Banking
Visa Prepares for Visitors to Russia for 2018 FIFA World Cup
By Dipo Olowookere
Ahead of the football tournament scheduled for Russia next year, Visa, the Official Payment Service Partner of FIFA, the world governing body for the game, said it was ready for the projected 500,000 visitors expected to attend the global event.
To show its readiness, Visa recently released travel and spending data for the 2018 FIFA World Cup.
Throughout official FIFA venues, Visa will enable a cash-free fan experience by implementing point-of-sale terminals that accept a Visa credit or debit card and a range of digital payments, such as those made via phone or watch.

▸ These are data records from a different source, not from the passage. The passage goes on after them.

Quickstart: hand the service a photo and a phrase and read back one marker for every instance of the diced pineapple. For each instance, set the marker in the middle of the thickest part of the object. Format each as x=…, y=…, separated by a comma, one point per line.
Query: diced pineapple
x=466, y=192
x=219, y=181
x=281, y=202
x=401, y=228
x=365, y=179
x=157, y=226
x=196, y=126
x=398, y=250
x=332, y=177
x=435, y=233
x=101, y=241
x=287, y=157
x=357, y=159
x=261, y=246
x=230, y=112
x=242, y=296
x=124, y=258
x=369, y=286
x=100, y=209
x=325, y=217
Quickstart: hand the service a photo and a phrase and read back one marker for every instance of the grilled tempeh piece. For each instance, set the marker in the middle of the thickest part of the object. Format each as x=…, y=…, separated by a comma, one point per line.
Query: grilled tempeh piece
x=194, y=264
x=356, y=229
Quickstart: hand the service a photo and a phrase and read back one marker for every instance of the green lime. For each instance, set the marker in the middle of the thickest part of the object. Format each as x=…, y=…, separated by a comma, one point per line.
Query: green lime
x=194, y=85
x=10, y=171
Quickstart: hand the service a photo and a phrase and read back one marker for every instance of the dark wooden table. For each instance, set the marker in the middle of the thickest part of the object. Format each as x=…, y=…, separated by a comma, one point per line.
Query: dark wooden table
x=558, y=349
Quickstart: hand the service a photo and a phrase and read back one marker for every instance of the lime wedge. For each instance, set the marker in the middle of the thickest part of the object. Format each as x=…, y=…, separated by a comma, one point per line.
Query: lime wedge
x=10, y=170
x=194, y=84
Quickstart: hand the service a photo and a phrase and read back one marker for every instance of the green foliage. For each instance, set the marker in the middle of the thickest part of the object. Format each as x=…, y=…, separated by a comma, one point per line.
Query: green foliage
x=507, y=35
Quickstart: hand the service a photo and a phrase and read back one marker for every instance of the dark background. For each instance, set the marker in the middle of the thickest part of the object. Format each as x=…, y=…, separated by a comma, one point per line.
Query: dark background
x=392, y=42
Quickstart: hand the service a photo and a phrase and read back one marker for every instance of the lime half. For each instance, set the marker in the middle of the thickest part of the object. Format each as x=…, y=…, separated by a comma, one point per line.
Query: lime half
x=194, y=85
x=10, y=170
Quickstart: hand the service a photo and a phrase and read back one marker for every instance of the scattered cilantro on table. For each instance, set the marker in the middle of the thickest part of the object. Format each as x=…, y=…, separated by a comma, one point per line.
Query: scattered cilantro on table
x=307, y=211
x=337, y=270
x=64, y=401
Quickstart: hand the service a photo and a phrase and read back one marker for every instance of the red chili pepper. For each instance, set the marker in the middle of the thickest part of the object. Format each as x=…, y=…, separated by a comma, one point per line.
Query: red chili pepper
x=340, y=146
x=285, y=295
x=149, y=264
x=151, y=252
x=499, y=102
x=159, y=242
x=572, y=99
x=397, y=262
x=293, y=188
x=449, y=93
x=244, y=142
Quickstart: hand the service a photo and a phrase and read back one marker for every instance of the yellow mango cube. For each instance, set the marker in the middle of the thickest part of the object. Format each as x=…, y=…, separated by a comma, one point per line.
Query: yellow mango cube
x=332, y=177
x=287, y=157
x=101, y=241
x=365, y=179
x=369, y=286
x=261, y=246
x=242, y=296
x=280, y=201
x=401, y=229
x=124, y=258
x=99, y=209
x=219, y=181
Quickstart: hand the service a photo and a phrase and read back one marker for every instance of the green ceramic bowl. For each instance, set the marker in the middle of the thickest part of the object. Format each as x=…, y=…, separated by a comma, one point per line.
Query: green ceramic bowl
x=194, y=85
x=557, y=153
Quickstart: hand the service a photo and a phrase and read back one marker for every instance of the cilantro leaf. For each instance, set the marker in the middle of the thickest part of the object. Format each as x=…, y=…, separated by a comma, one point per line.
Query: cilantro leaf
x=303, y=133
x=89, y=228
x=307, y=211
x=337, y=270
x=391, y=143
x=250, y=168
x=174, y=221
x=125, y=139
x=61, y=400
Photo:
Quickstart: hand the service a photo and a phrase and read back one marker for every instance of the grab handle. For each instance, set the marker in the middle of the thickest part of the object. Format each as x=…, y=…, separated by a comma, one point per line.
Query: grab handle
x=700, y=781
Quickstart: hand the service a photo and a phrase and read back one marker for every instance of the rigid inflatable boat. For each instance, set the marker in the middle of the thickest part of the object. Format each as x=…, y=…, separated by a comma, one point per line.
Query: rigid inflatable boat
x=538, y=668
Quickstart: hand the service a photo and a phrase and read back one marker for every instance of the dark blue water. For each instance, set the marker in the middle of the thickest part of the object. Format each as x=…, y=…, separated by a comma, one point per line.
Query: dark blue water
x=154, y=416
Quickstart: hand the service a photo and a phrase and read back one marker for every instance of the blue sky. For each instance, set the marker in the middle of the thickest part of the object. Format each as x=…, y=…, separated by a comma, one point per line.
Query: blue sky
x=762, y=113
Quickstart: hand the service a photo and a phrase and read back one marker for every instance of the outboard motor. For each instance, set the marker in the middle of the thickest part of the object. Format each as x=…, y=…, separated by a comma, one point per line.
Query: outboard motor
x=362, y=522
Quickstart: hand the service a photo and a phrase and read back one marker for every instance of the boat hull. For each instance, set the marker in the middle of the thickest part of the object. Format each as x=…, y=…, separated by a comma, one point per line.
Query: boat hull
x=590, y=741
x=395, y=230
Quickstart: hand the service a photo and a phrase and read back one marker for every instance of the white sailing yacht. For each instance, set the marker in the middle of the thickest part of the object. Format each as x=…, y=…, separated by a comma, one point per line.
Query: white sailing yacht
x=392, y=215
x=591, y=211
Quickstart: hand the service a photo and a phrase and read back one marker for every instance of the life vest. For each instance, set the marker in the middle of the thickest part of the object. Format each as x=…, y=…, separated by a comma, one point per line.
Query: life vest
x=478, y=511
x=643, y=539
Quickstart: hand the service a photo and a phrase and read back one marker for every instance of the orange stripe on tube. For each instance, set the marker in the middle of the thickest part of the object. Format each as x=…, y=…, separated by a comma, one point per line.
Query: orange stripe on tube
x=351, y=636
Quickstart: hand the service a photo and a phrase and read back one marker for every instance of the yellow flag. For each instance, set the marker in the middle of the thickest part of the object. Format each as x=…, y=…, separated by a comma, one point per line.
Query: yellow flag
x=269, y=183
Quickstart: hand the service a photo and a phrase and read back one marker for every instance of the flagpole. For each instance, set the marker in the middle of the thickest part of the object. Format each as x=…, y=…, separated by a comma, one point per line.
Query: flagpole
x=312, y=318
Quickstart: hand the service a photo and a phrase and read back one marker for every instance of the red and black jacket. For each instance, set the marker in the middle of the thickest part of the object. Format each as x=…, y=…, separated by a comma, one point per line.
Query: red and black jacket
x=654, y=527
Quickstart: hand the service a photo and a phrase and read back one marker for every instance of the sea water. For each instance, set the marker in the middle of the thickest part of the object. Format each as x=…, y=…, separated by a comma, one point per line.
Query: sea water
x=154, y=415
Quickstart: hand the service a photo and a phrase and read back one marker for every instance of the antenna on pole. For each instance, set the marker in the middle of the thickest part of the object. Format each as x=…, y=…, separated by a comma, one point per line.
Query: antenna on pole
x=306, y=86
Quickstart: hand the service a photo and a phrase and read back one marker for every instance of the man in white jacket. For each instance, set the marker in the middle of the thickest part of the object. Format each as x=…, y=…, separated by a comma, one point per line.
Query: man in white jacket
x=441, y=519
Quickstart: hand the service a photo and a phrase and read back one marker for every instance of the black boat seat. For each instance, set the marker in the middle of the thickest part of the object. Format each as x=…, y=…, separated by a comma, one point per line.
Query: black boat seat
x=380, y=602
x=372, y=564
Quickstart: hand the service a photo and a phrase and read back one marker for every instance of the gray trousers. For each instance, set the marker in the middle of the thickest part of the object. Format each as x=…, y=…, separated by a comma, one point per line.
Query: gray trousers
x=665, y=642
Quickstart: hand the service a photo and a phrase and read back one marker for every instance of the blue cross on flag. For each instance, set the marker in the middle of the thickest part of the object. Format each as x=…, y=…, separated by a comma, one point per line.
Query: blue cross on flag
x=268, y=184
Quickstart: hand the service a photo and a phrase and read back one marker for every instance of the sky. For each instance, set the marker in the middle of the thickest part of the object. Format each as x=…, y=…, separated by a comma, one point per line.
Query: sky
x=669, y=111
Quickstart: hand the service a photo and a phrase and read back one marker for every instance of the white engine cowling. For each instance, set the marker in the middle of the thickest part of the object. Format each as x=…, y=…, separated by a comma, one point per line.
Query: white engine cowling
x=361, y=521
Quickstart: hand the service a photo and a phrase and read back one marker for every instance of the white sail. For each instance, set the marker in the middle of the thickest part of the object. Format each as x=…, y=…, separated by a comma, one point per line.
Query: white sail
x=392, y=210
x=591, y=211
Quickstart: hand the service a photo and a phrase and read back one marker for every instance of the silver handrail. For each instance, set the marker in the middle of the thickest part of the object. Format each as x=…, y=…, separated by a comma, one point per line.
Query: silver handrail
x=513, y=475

According to the payment system firm, these enhancements ensure official FIFA venues are equipped with the latest in payment innovation and are ready for the increase in expected international visitors to Russia.
Based on spending trends and insights from Visa, it is projected that Russia will host an additional 300,000 to 500,000 international visitors during the months of June and July 2018, on top of a baseline average of 4.3 million total international visitors to Russia during that same time period over the past four years.
Based on historical data from the previous four FIFA World Cup tournaments, Visa projects foreign visitors to Russia will represent a 6 to 10 percent increase in foreign visitors to the country in June and July 2018. The largest share of non-native travellers to Russia is forecast to come from Europe (69 percent), Asia Pacific (12 percent) and Americas (8 percent).
Based on historical data from the 2014 FIFA World Cup Brazil, Visa anticipates Russia can expect to see an increase in per traveller spending.
On average, visitors attending the 2014 FIFA World Cup Brazil spent 31 percent more per card than regular tourists in Brazil. Visa projects this difference was a result of FIFA World Cup fans spending over 25 percent more at restaurants, over 10 percent more on transportation, and close to 10 percent more on lodging.
“As the Official Payment Service Partner of FIFA, Visa is excited for fans all over the world to join us in Russia,” said Ekaterina Petelina, country manager, Visa Russia. “From unveiling the latest payment innovations to upgrading payment terminals to allow for contactless cards and digital payments, such as those made via phone or watch, throughout official venues, Visa will continue to elevate the fan experience. Visa provides simple and secure payment options for those in attendance, so they can get back to their seats quickly and focus on the match.”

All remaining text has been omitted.